I wanted to go to church because God was there. So began a quest, encouraged by my dad who
accompanied me, to find a church we could all attend. We settled on a Methodist church only a few
blocks away, pastored by a wonderful young man who loved Jesus so much that just
speaking of Him in a sermon would move him to tears. His passion struck a chord and we began
attending. We stayed there for some
time. While I loved going to church (and
youth group by that time as well), and I loved the pastor’s passion for Jesus, I
had no such passion myself. Church was
very much a feel good experience, comfortable, accepting.
More moves,
more churches, until I reached the end of my college years. I sat under the preaching of a godly pastor
and his wife, taught Sunday school and sang in the choir, but somehow I still
didn’t know Jesus. I didn’t even know
that I didn’t know! Then, once I
married, Jim and I spent years not going to church at all until the Lord began
to work in me.
So many
people can trace back to THE day when the light of God’s truth dawned. It was not like that for me. The only way I could describe it is that God
drew me, gently, slowly, with chords of love. Over some time He created a
desire to know Him in my heart. He used
the gospel preaching of a radio pastor I listened to on my way to work to help
me SEE the truth for the first time and then He opened my previously closed
mind to my need for Jesus. And over time
my love for Jesus grew and the entire direction of my life was changed.
I feel a bit
weird sharing this testimony. It doesn’t
fit the “pattern” of having a moment when I realized I was a sinner, repented
then and there, and was saved, and it isn’t spectacular. I wasn’t freed from drug abuse or healed of a
deadly disease. No, compared to that
kind of testimony, mine is thoroughly ordinary, and yet is it really?
There really
is no such thing as an “ordinary” testimony.
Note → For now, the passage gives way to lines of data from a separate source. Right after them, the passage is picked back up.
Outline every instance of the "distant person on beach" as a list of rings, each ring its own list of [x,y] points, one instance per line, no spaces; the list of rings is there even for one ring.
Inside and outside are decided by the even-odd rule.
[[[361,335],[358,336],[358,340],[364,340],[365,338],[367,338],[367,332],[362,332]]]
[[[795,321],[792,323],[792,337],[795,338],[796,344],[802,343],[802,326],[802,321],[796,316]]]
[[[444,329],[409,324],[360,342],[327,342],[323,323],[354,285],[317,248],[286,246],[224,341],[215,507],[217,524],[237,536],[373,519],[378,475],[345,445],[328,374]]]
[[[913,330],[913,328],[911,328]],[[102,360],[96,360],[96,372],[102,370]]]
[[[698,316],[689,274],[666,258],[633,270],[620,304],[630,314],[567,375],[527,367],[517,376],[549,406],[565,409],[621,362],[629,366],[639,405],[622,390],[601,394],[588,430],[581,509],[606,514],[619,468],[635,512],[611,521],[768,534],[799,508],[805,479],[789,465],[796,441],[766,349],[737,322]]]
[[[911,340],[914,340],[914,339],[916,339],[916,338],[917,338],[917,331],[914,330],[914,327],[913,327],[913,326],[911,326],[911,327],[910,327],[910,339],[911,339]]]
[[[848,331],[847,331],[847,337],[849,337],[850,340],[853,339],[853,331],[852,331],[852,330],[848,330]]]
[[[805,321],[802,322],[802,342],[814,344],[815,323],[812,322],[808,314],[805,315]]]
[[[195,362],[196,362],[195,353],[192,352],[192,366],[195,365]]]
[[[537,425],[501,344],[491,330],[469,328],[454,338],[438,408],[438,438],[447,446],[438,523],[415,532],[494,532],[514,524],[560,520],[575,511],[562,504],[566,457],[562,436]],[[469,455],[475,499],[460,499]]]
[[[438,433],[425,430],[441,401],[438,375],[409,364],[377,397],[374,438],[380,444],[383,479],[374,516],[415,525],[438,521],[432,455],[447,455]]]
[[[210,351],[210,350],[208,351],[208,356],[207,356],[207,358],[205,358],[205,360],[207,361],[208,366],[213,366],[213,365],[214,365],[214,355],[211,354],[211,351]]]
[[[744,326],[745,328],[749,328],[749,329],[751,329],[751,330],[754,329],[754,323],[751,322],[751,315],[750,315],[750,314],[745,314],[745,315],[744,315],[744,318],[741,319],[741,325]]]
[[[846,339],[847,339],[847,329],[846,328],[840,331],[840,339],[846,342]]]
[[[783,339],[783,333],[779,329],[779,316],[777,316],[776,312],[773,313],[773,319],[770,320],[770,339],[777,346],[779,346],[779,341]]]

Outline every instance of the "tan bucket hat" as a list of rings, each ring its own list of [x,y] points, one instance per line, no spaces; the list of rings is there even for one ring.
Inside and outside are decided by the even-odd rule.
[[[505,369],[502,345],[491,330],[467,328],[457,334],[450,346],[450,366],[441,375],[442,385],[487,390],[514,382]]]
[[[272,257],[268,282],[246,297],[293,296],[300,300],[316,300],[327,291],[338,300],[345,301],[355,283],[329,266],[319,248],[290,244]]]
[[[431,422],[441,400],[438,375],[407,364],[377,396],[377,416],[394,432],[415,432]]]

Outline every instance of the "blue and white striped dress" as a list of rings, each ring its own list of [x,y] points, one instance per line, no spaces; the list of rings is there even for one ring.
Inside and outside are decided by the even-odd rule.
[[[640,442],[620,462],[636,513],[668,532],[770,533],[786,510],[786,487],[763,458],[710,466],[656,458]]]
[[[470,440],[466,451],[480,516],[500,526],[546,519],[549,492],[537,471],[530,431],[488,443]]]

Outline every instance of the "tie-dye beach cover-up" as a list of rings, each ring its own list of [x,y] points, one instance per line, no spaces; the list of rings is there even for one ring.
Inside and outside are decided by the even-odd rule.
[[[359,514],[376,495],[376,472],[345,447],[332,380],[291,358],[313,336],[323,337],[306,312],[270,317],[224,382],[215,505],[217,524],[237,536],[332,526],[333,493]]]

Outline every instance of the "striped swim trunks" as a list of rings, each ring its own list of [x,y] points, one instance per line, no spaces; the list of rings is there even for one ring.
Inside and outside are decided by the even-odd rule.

Every story of how the Lord changes those about whom He says:
·
“There is NO ONE righteous, no not
one”
·
“All have sinned and come short of
the glory of God”
·
“All our good deeds are as filthy rags”
is thoroughly
AMAZING, and a testimony, not to the worthiness of the person changed, but to
the depth of God’s love for those so mired in their own self-centeredness and
sin that they cannot help themselves.
It’s amazing
because God knows how trapped we really are in our desire to do our own thing
and leave Him out! Only He knows how
helpless we are to help ourselves, to say no to sin, to live a life of loving
Him and loving others. Without Him we
have no power, no desire to live any differently. And yet, amazingly:
God does the
seeking of those undeserving of His love.
God does the
work – of satisfying His wrath against sin – by paying the penalty – death –
Himself through the death of His Son on the cross.
Then God opens
the heart to believe by His grace through faith in Jesus, and transforms the
sinner from someone who could not NOT sin into someone who can say NO to
sin.
Sin’s
penalty paid, sin’s power broken, eternal life beginning in the here and now. A life made new, a life transformed – a testimony
of God’s amazing grace.
Despite what
our lives looked like before Jesus saved us, whether He saved us miraculously
and seemingly instantaneously, or quietly and gradually, every single testimony
is amazing because it is complete and final, and not a one of us did a thing to
merit it.
God
saves. God saves through the death and
resurrection of His Son Jesus, by His grace and through faith because of His
great love. God does FOR us what we
could never do for ourselves. And that
IS amazing, every time, in every way, with every person!
So don’t let
a seemingly ordinary testimony keep you from celebrating the most amazing thing
that has ever, or will ever, happen to you.
Every
testimony is a testimony of God’s amazing grace.